DUMBO orchid man hides behind his plants
By Ariella Cohen
The Brooklyn Papers
DUMBO artists are certainly an endangered species these days —
but now one man is fighting eviction by claiming protection under the
federal Endangered Species Act.
Steve Ludlum, a painter, photographer and amateur botanist, isn’t
seeking the federal protection for himself, but for the nearly 1,000
species of imported orchids that he raises in his third-floor hothouse.
He may be onto something: Some of his orchids are classified as “endangered”
under international law.
The owner of the former soap factory under the Manhattan Bridge wants
to flatten the building to build a 10-story loft-style condo tower.
“Me and my plants aren’t going to take the bullet so a developer
can make money,” said Ludlum, standing in the humid, man-made
ecosystem he has spent $100,000 building.
“The last landlord didn’t mind. He thought the whole thing
was neat.”
Ludlum’s orchids fill a room the size of a studio apartment. Five
ceiling fans and a ventilation system regulate the temperature. A hand-rigged
irrigation system pipes water to the plants, sending earthy runoff to
a drain behind the building.
Last week, the unassuming botanist — a regular on the orchid circuit
— filed a lawsuit against his landlord in federal court, charging
that his eviction would “result in [the] loss of endangered species”

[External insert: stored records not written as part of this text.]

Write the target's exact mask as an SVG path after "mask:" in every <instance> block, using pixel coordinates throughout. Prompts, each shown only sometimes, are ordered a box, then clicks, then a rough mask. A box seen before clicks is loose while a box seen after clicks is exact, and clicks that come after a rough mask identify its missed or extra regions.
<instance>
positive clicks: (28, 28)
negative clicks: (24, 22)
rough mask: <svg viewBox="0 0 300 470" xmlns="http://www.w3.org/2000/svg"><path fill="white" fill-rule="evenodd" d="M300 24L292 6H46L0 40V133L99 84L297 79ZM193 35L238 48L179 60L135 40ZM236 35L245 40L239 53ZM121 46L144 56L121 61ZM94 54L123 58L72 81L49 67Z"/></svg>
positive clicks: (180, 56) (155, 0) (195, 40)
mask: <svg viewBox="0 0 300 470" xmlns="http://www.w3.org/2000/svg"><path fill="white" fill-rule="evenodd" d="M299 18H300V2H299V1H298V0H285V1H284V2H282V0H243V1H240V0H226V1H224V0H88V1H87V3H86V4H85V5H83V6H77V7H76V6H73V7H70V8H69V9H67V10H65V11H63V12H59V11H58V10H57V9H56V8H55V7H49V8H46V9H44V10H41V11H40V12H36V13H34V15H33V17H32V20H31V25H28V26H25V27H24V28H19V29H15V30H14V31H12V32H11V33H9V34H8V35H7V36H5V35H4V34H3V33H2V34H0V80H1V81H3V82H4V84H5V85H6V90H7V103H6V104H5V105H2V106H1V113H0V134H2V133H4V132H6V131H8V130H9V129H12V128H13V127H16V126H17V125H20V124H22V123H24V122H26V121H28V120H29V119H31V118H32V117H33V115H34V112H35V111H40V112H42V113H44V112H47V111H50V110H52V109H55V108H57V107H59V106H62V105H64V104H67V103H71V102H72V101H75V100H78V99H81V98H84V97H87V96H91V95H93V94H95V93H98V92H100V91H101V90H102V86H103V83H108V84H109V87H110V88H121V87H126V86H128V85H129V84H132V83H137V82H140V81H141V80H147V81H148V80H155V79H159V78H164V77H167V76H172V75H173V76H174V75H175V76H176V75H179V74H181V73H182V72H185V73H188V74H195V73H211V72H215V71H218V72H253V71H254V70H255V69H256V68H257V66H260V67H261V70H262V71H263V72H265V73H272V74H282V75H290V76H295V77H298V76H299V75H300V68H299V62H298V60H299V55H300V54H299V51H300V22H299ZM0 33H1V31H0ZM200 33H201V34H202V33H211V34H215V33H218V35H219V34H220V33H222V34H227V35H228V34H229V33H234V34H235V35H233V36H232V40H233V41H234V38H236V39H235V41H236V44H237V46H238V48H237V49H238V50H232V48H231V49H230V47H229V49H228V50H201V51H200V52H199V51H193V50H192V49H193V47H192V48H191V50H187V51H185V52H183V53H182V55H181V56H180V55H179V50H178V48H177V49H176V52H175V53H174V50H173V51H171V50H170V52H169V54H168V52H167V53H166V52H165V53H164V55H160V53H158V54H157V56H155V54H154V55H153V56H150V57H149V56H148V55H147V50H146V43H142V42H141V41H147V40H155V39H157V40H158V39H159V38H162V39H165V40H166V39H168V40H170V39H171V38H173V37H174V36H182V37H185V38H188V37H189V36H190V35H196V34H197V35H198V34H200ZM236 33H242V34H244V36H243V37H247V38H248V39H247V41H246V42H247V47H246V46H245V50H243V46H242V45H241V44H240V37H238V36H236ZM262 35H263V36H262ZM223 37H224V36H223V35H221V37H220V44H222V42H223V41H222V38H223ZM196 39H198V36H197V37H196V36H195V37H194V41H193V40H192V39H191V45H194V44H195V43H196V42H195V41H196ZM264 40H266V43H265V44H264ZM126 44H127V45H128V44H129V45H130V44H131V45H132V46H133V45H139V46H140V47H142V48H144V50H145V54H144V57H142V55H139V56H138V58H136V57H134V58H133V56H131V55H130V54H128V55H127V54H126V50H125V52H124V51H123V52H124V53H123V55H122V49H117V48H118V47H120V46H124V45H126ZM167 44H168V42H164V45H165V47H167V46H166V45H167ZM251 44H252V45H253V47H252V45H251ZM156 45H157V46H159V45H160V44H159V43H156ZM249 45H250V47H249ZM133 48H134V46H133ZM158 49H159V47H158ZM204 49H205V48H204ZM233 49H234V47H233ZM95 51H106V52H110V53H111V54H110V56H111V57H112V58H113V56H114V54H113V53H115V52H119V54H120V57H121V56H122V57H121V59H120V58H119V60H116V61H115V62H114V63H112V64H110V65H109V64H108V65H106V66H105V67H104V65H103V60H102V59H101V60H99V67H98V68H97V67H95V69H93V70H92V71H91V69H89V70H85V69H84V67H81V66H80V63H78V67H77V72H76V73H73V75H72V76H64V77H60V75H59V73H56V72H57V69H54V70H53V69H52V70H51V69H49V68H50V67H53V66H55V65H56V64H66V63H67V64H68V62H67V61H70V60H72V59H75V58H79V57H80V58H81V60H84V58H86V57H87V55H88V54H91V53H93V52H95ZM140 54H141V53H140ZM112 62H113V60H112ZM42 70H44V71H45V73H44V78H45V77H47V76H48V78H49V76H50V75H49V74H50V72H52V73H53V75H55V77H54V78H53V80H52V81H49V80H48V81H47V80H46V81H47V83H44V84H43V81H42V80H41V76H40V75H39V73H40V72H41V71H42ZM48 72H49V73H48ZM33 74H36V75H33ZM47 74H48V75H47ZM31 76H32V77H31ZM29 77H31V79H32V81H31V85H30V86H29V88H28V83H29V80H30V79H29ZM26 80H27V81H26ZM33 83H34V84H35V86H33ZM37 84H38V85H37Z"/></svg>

and violate laws protecting his threatened Phragipedium and Paphiopedilum
“ladyslipper” orchids.
“Orchid plants are habitat-specific,” he charged in court
papers. “Removal from their current location, which is a necessary
and required controlled environment, shall constitute a taking of the
protected orchid plant.”
Ludlum said the building’s current owner, identified in city documents
as Henry Kotowitz, would welcome his quiet enterprise were it not for
the fact that a condo conversion would be so lucretive.
Neither Kotowitz nor his lawyer returned phone calls from The Brooklyn
Papers.
The case is the first of its kind, but wildlife experts said that Ludlum
will face problems proving that his imported flora require protection
from the feds.
Federal law protects endangered species from “take” or “harm”
— terms that can include eviction — but the law only applies
to plants protected under state jurisdiction, meaning Ludlum would have
better luck if the orchids were native to New York.
“It’s hard to know what kind of [federal] protections there
could be for an international plant,” said Edward Grace, senior
special agent for the Fish and Wildlife Service.
Neighbors know Ludlum as “the orchid man” and recognize
his apartment by the orange glow his high-intensity greenhouse lights
send out of the battered old factory.
His quirky connection to he neighborhood goes beyond his crops.
Ludlum was in DUMBO on 9-11, and, as he watched the World Trade Center
collapse, took a photograph that ended up on the cover of The New York
Times and won him a Pulitzer Prize.
If his endangered species lawsuit doesn’t work, Ludlum has a fallback
plan: He’s also planning to sue Kotowitz on the grounds that the
plans he’s filed with the Department of Buildings show a development
that is larger than the law allows.
Kotowitz’s architect, Robert Scarano, is currently under investigation
for allegedly ignoring such zoning rules.